L'humanisme veut construire une société et une culture sans
Dieu, et la religion dénonce dans l'humanisme une erreur, une manifestation
de l'orgueil et du péché des créatures, une révolte
contre le Créateur, le refus d'accepter ses enseignements et de se
soumettre à ses commandements. Il ne faut pas chercher à allier
religion et culture, mais choisir, prendre parti, s'engager d'un côté
ou de l'autre.
Ainsi, le véritable croyant n'est pas un bon citoyen, mais un insoumis,
un objecteur de conscience, parce qu'il entend obéir à Dieu
et non à César. Au troisième siècle de notre
ère, Tertullien soutient que la foi demande qu'on vive à l'écart
de la société, qu'on évite de travailler dans l'administration,
l'enseignement, le commerce, l'industrie, l'agriculture, qu'on s'abstienne
du théâtre, des concerts, des conférences et des lectures
profanes. Tout cela ne peut selon lui que dépraver le chrétien
et polluer sa foi. Au Moyen Age, et à l'époque clas-sique,
les courants monastiques estiment, selon une expression significative, que
"entrer en religion" équivaut à "sortir du monde". Au seizième
siècle, chez les partisans d'une réforme radicale, se forment
des communautés qui vivent en vase clos, en limitant le plus possible
les rapports avec l'extérieur; les amishes en sont une survivance
passablement dégénérée. "Nous sommes et nous
devons être séparés du monde en toutes choses", déclare
la Confession anabaptiste de Schleitheim en 1527. Le croyant doit garder
ses distances d'avec la culture. En 1926, dans un essai qui a eu un grand
retentissement, La trahison des clercs, Julien Benda soutient que la
tâche des religieux consiste à relativiser le patriotisme et
nationalisme. Les églises trahissent quand elles invitent leurs fidèles
à s'intéresser au politique, et à s'engager dans le
social. Elles doivent au contraire, les exhorter à s'en méfier,
à garder leurs distances, à s'en occuper le moins possible,
car tout cela nuit à la spiritualité et la détériore..
Les tendances sectaires méprisent et rejettent la science, la philosophie
et l'éthique développées par la culture. Selon un thème
amplement exploité par La Rochefoucauld, proche de Port-Royal, la
moralité du monde repose sur l'orgueil, sur l'égoïsme,
sur le désir de briller et de se valoriser, et non pas sur un véritable
amour du bien et du juste. Elle n'a donc aucune valeur spirituelle. Comme
l'écrit Augustin, "les vertus des païens sont des vices splendides"
(et parce que "splendides" plus dangereux que les vices répu-gnants).
La science et la philosophie trompent, égarent, donnent de fausses
connaissances.

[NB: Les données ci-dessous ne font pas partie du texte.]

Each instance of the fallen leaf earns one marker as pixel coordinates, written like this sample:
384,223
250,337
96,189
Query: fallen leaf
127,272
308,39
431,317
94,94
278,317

On raconte que le janséniste Lemaistre de Sacy passa
un jour devant une horloge en panne dont les aiguilles étaient arrêtées
à midi dix. Il était précisément midi dix, et
Sacy de commenter : le savoir humain est comme cette pendule, il lui arrive
parfois de tomber juste, mais c'est par ha-sard et sans le savoir; on ne
peut pas s'y fier. Dans les milieux à tendance sectaire, on se moque
souvent de la sagesse et de la connaissance humaines. Ou bien, on les juge
insignifiantes, dérisoires, dépourvues d'importance. Ou bien,
on n'y voit qu'obscurités et ténèbres. Elles ignorent
et méconnaissent la vérité, que seule la Révélation
nous permet de connaître. Les doctrines religieuses sont absurdes si
on les juge selon les critères de la rationalité, mais la raison
humaine est folie aux yeux de Dieu, et à la lumière de la foi.
Le croyant, éclairé par la Révélation, n'a pas
à tenir compte des sciences, de la philosophie et de l'histoire qui
ne peuvent que pervertir ses croyances et corrompre sa théologie.
On dénoncera ici l'alliance, souhaitée par la sagesse, entre
religion et culture. Elle ne peut que défigurer et prostituer la vérité
divine. Elle lui inflige une "captivité babylonienne"; cette expression,
que Luther a utilisé dans le titre d'un de ses livres les plus connus,
fait une allu-sion à la situation des juifs exilés en Babylone,
et influencés, voire dominés par des mentalités païennes
et étrangères.
Souvent des attitudes sectaires apparaissent en temps de crise. On en
a un exemple frappant dans l'Allemagne des années 1933 à 1939.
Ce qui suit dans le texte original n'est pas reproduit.